The mother was overjoyed. She thought it was a match made by Kannon. She took the girl home, and her son and the girl were married. The son quickly forgot his sadness, and soon he and his wife were deeply in love like the hiyoku bird, and their love bore a son.
Before long, their son was three years old. One day, while her husband was away, the wife went into her room to take a nap. The boy entered his mother’s room, looked at his mother, and then cried and ran away. Then he came back in, looked at her, and cried and ran away again. He did this three times.
When the husband came home, he found this strange, and he entered the room to see what was going on. His wife had taken the form of a three meter long daija, and was fast asleep. The husband was horrified, and he called her name to wake her. The wife returned to her original form and looked at her husband.
“Well now, up until now I’ve been so careful not to show you my true form. I’m so embarrassed. I was the daughter of Sukesaburō. I was so attached to the idea of meeting you again that even death could not keep me from you. I changed back into a woman, and over the years, we have grown close to each other. Now it is over. I am sorry to leave you.” And with that, she vanished.
Afterwards, the boy incessantly asked for his mother. The husband, overcome with grief, took his son to the pond and said, “This boy longs for you so dearly, so just this once, please come and show yourself.”
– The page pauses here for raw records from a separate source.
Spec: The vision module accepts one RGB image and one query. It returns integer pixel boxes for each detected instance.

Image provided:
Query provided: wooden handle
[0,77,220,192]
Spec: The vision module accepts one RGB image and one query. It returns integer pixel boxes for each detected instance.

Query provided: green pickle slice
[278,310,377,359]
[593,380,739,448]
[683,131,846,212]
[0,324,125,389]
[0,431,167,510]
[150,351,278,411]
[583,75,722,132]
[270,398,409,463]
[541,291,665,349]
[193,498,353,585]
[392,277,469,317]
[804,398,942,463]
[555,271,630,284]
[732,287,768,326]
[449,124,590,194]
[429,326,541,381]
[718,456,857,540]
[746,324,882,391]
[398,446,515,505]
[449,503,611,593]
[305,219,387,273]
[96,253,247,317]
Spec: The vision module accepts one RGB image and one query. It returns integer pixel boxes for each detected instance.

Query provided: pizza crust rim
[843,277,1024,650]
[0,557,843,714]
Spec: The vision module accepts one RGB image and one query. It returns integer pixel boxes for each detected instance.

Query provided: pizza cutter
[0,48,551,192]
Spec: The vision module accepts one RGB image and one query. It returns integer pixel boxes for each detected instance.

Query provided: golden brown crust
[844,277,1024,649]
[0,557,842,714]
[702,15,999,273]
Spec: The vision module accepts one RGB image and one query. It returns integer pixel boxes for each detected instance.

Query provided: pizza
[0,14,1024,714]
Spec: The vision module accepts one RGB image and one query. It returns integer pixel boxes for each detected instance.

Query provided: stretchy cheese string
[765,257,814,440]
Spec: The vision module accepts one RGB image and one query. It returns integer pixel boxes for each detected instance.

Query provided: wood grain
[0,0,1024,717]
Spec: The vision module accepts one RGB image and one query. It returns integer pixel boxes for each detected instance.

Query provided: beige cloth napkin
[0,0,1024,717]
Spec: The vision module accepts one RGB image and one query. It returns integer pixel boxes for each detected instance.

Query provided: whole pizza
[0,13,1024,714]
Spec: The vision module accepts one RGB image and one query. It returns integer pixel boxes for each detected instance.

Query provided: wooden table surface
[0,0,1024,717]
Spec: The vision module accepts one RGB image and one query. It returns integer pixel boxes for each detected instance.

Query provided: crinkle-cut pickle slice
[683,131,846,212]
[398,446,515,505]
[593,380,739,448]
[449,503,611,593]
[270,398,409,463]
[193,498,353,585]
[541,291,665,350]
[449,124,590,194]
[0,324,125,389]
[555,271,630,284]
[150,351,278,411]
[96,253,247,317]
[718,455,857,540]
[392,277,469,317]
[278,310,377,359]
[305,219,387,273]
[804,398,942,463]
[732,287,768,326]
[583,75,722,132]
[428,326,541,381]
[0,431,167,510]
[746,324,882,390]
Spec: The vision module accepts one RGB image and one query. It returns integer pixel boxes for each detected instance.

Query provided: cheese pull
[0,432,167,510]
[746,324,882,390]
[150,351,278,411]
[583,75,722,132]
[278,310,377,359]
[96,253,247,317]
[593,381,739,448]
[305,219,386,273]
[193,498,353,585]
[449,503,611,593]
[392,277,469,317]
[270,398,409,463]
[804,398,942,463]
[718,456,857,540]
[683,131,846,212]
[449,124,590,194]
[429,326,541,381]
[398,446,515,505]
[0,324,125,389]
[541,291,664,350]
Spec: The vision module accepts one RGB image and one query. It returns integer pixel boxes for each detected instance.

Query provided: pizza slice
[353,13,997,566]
Suddenly a woman appeared in the pond. She took the boy in her arms, suckled him at her breast for a short while, then bade her farewell and went back into the pond. After that, the boy yearned for his mother even more, and so once again they went together to the pond and called for her. This time she came in the form of a daija. She wiggled her red tongue, tried to swallow the boy, and then vanished. After that, the boy no longer missed his mother at all.
According to locals, the husband was so saddened by this that, afterwards, he and the child hurled themselves into the pond and died.